La presidenta Claudia Sheinbaum utilizó su presencia en Nueva York para la final de la Copa del Mundo de futbol como un espacio estratégico para abordar, aunque brevemente, las negociaciones del Tratado entre México, Estados Unidos y Canadá (T-MEC) con el entonces presidente estadounidense Donald Trump y el primer ministro canadiense Mark Carney. Durante su conferencia, la mandataria informó que este lunes 20 de julio de 2026 se reanudan en México las conversaciones con Estados Unidos para dar continuidad a la construcción del acuerdo comercial.

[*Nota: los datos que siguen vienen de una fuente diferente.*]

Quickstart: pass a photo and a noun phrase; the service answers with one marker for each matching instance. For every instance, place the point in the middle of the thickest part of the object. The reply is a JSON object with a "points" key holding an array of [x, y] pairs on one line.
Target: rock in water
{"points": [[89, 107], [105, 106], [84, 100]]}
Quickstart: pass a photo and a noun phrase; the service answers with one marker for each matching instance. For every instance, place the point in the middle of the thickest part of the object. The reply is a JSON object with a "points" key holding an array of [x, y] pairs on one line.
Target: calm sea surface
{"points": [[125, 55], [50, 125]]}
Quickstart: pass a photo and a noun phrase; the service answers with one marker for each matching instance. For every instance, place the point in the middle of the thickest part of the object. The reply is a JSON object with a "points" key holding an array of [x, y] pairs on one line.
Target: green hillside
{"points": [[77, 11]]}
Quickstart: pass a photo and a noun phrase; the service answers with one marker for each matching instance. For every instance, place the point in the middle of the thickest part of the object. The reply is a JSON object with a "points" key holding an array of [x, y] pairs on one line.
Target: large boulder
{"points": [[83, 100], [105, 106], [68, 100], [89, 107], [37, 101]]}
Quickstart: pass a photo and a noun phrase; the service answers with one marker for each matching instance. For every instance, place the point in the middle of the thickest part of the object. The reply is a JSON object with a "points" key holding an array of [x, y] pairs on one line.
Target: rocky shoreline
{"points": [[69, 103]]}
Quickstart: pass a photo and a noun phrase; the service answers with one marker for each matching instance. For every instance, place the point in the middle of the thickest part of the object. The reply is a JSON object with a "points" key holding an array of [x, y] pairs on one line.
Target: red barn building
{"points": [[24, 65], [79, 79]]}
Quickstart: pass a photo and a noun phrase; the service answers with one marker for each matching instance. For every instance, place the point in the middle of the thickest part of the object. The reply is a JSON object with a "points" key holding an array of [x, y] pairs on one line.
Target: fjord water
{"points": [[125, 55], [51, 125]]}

Sheinbaum relató que inicialmente había recibido una invitación para asistir al partido entre España y Argentina, la cual decidió declinar. Sin embargo, el viernes por la tarde recibió una llamada directa de Trump, quien la invitó personalmente a la final en Nueva York: “vas a venir Claudia —me dijo— y yo le respondí, si usted me invita. Sí, estás invitada, vas a estar sentada junto a nosotros, me comentó”.
La presidenta explicó que, pese a planear viajar en avión comercial con su comitiva, las tormentas eléctricas en Nueva York el sábado por la tarde obligaron a cancelar el vuelo, por lo que se optó por utilizar un avión de la Secretaría de la Defensa Nacional para trasladarse.
Durante el evento, Sheinbaum tuvo oportunidad de intercambiar palabras con funcionarios estadounidenses, entre ellos el secretario de Estado Marco Rubio, así como con el rey Felipe VI y el presidente español Pedro Sánchez, además de Mark Carney. La mandataria destacó que la organización del Mundial fue un ejemplo de coordinación entre los tres países, un antecedente positivo para la cooperación regional.
Tras la final, la presidenta señaló que la espera para regresar a México se extendió por tres horas debido a la alta demanda de vuelos, llegando a la Ciudad de México a las dos de la madrugada de este lunes 20 de julio.
Sheinbaum defendió su asistencia como una decisión acertada ante una invitación personal que no podía declinar, subrayando que el deporte puede ser un canal para fortalecer relaciones diplomáticas. “Fue positivo que estuviéramos los gobernantes de los tres países organizadores”, afirmó, aunque aclaró que no se profundizó en temas arancelarios durante el partido, pues no era el momento ni el lugar para ello.
Respecto a su relación con Trump, la presidenta reconoció diferencias en varios temas de la agenda bilateral, pero enfatizó que siempre se ha buscado mantener una buena relación entre México y Estados Unidos. También advirtió que, cualquiera que hubiera sido su decisión de asistir, sectores conservadores la habrían criticado, por lo que consideró que la participación fue oportuna y beneficiosa.
En cuanto a las negociaciones del T-MEC, Sheinbaum explicó que, tras la decisión de Estados Unidos de no renovar el tratado por 16 años, ahora se debe acordar anualmente. La intención es establecer bases sólidas en esta primera negociación para que las revisiones futuras se centren en el cumplimiento de lo pactado.
Uno de los puntos clave es el intento de Estados Unidos por reforzar las reglas de origen para que una mayor proporción de productos se fabriquen en América del Norte, con énfasis en la producción estadounidense. Sin embargo, la presidenta dejó claro que México defenderá su economía y buscará la eliminación de los aranceles que actualmente se cobran a mercancías mexicanas, un aspecto fundamental para la competitividad del país.
Este episodio pone en relieve la complejidad y la importancia de mantener abiertos los canales de diálogo en un contexto donde la integración económica regional enfrenta retos y presiones proteccionistas, y donde la diplomacia deportiva puede abrir espacios para la negociación política.